How AI Assistant Integration Works

Understanding multi-provider routing in projects02

1. The Problem

Different AI providers (OpenAI, Google Gemini, Anthropic Claude) have different APIs, rate limits, and capabilities. Switching between providers or handling failover requires significant code changes.

Solution: A unified bridge that abstracts provider differences and routes requests to the healthiest available provider automatically.

2. Architecture Overview

User Request
Intent Mapper
Provider Monitor
Provider Adapter
AI API

Intent Mapper

Maps natural language intents to capabilities using pattern matching.

Tool Converter

Converts tool schemas between provider formats (OpenAI, Anthropic, Gemini).

Provider Monitor

Tracks health, latency, and availability of each provider.

Feedback Collector

Collects success/failure feedback to improve routing.

3. Intent Mapping

The Intent Mapper converts natural language task descriptions into capability requirements. It uses keyword patterns to identify what capabilities are needed.
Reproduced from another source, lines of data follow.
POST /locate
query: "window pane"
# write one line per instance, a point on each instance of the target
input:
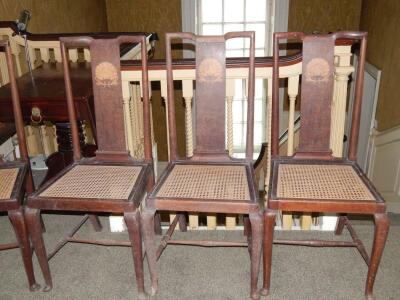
(211, 10)
(258, 110)
(260, 34)
(212, 29)
(238, 89)
(257, 133)
(234, 53)
(255, 10)
(237, 111)
(235, 43)
(259, 88)
(234, 10)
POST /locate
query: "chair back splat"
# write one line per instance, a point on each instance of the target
(107, 91)
(317, 92)
(19, 122)
(210, 96)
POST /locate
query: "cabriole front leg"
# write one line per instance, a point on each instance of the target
(149, 243)
(381, 232)
(35, 231)
(21, 232)
(256, 246)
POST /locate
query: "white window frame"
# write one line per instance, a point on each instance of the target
(278, 13)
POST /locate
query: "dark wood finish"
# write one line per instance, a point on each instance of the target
(44, 89)
(210, 150)
(316, 98)
(112, 151)
(23, 182)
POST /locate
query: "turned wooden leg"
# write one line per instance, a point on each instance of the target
(182, 222)
(247, 232)
(132, 220)
(157, 224)
(94, 219)
(269, 224)
(256, 246)
(381, 232)
(340, 224)
(246, 225)
(21, 232)
(32, 217)
(149, 243)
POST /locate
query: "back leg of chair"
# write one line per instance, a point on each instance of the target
(149, 242)
(247, 232)
(341, 222)
(269, 224)
(132, 220)
(257, 229)
(35, 230)
(381, 232)
(182, 222)
(94, 219)
(21, 232)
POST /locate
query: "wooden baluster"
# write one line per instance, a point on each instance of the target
(230, 219)
(187, 93)
(3, 69)
(126, 98)
(86, 54)
(73, 55)
(45, 54)
(57, 55)
(15, 50)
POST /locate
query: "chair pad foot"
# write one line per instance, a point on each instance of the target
(264, 292)
(34, 287)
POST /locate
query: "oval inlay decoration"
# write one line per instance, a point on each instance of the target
(210, 70)
(106, 74)
(317, 70)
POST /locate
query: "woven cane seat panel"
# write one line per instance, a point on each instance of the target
(206, 182)
(98, 182)
(7, 181)
(325, 182)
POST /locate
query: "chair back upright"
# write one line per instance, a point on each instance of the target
(107, 92)
(18, 119)
(317, 93)
(210, 96)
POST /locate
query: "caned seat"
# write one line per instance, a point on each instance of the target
(112, 181)
(16, 179)
(312, 180)
(8, 177)
(95, 182)
(220, 182)
(209, 181)
(322, 182)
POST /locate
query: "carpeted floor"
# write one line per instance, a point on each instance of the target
(93, 272)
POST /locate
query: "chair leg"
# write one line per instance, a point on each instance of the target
(182, 222)
(157, 224)
(256, 246)
(247, 232)
(381, 232)
(94, 219)
(149, 243)
(21, 232)
(340, 224)
(35, 230)
(269, 224)
(132, 220)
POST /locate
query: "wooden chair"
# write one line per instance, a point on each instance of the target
(15, 179)
(112, 181)
(312, 180)
(210, 181)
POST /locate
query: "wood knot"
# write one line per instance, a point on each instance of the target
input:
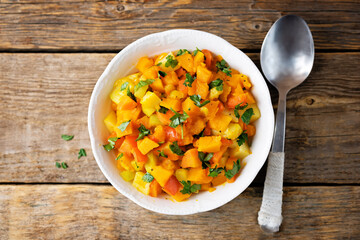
(310, 101)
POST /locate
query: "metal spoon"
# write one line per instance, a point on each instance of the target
(287, 57)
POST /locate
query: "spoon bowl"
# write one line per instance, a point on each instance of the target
(287, 57)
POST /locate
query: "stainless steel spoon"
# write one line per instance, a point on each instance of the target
(287, 57)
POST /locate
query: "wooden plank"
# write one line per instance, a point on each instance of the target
(98, 212)
(111, 25)
(49, 96)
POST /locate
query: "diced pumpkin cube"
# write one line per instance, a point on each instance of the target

# Example intent mapping patterns
PATTERNS = {
    "code": ["code_generation", "coding"],
    "analyze": ["code_analysis", "text_analysis"],
    "summarize": ["text_summarization"],
    "translate": ["translation"],
}

# Input: "Write code to sort a list"
# Output: ["code_generation", "coding"]

4. Provider Health Monitoring

The Provider Monitor continuously tracks the health of each provider:

OpenAI: 98% success, 450ms avg

Gemini: 95% success, 380ms avg

Claude: 99% success, 520ms avg

5. Provider Selection

When a request comes in, the bridge selects the best provider based on:

  1. Capability support (does the provider support the required capability?)
  2. Current health score (latency + success rate)
  3. Rate limit status (has quota remaining?)
  4. User preference (if specified)
def select_provider(capabilities, preference=None):
    candidates = []
    for provider in available_providers:
        if provider.supports(capabilities):
            score = provider.health_score()
            if preference == provider.name:
                score *= 1.5  # Boost preferred
            candidates.append((provider, score))
    return max(candidates, key=lambda x: x[1])

6. Tool Format Conversion

Different providers expect different tool/function schemas. The Tool Converter handles this:

# OpenAI format
{"type": "function", "function": {"name": "search", ...}}

# Anthropic format
{"name": "search", "input_schema": {...}}

# Gemini format
{"name": "search", "parameters": {...}}

7. Feedback Loop

After each request, feedback is collected and sent to the Learning Layer (M5):

Response
Feedback Collector
M5 Learning
Score Update

Successful requests boost the provider's score; failures reduce it. This creates a self-improving system that learns which providers work best for which tasks.